Fatih Birol ile yeni küresel denklemin parametreleri
Uluslararası Enerji Ajansı (IEA) İcra Kurulu Başkanı Dr. Fatih Birol ile İstanbul’da gerçekleşen görüşmemizin hemen ardından, Almanya Başbakanı Olaf Scholz’un davetlisi olarak, Bavyera eyaletinde gerçekleşen G7 Zirvesi’ne katılmak üzere İstanbul’dan Elmau’ya geçtiler.
İstanbul ziyareti sırasında kendisi ile yeniden bir araya gelmekten onur duydum. G7 Zirvesi’nde devlet ve hükümet başkanları ile aynı masada toplantılar yapmaya hazırlanan Dr. Birol, İstanbul’da yapacağı bir başka önemli görüşmenin daha heyecanı içindeydi... Bu görüşme, biricik annesi Bilge Hanım’laydı. Bir anne olarak ifade etmeliyim ki, vefalı bir evladın kâinattan almış olabileceği yüksek dereceli takdire layık kendisi. Bugün dünya enerjisini yönlendiren kişilerden biri…

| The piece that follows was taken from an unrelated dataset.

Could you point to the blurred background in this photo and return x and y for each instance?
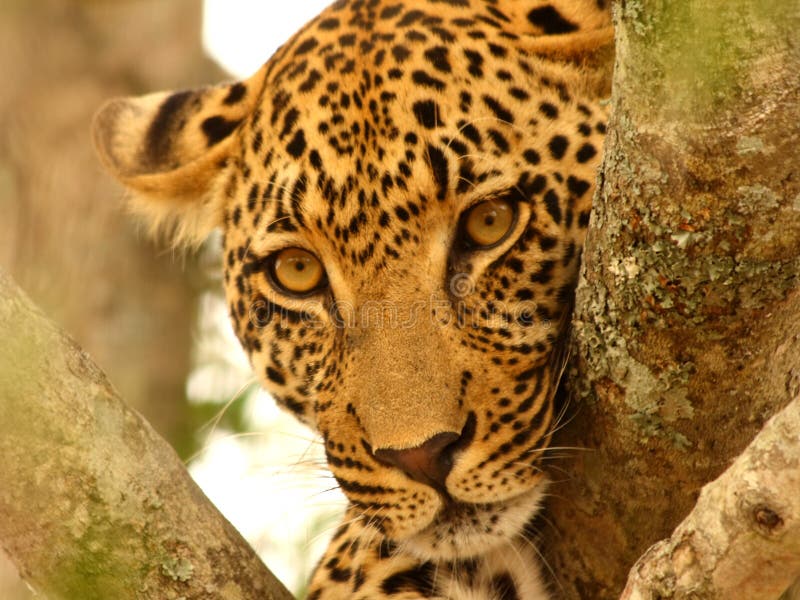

Enerji güvenliğine yön veren IEA Başkanı ile küresel enerji denkleminin yeni parametrelerini DİPFRİZ’den çıkarıyoruz.
Global enerji krizi, 24 Şubat sabahı başladı
Rusya’nın Ukrayna’yı işgali ile 24 Şubat sabahı dünyada ilk global enerji krizinin çan sesleri duyulmuş oldu. Dr. Birol, bu krizden dünyanın kolayca çıkmasının mümkün olmadığının altını çizerken, başka krizlerin de kapısının aralandığını vurguluyor.
Bu diğer kriz ise gıda krizi… Çünkü doğalgaz gübre üretiminde en önemli girdilerden biri… Bu da gübre fiyatlarını ve dolayısıyla gıda fiyatlarını hızla attırıyor. Bu hadisenin özellikle Afrika’yı, Latin Amerika’yı ve Asya’yı derinden etkilediğini görüyoruz. Dr. Birol’un da belirttiği üzere, dünyadaki enerji sistemi bir daha geri döndürülmemek üzere değişmiş, değişmeye yüz tutmuş bulunuyor. Ben meslek hayatım boyunca, enerji ve jeopolitikanın iç içeliğine hep şahitlik ettim ama bu kadar iç içe olduğu bir döneme hiç tanıklık etmedim diyor…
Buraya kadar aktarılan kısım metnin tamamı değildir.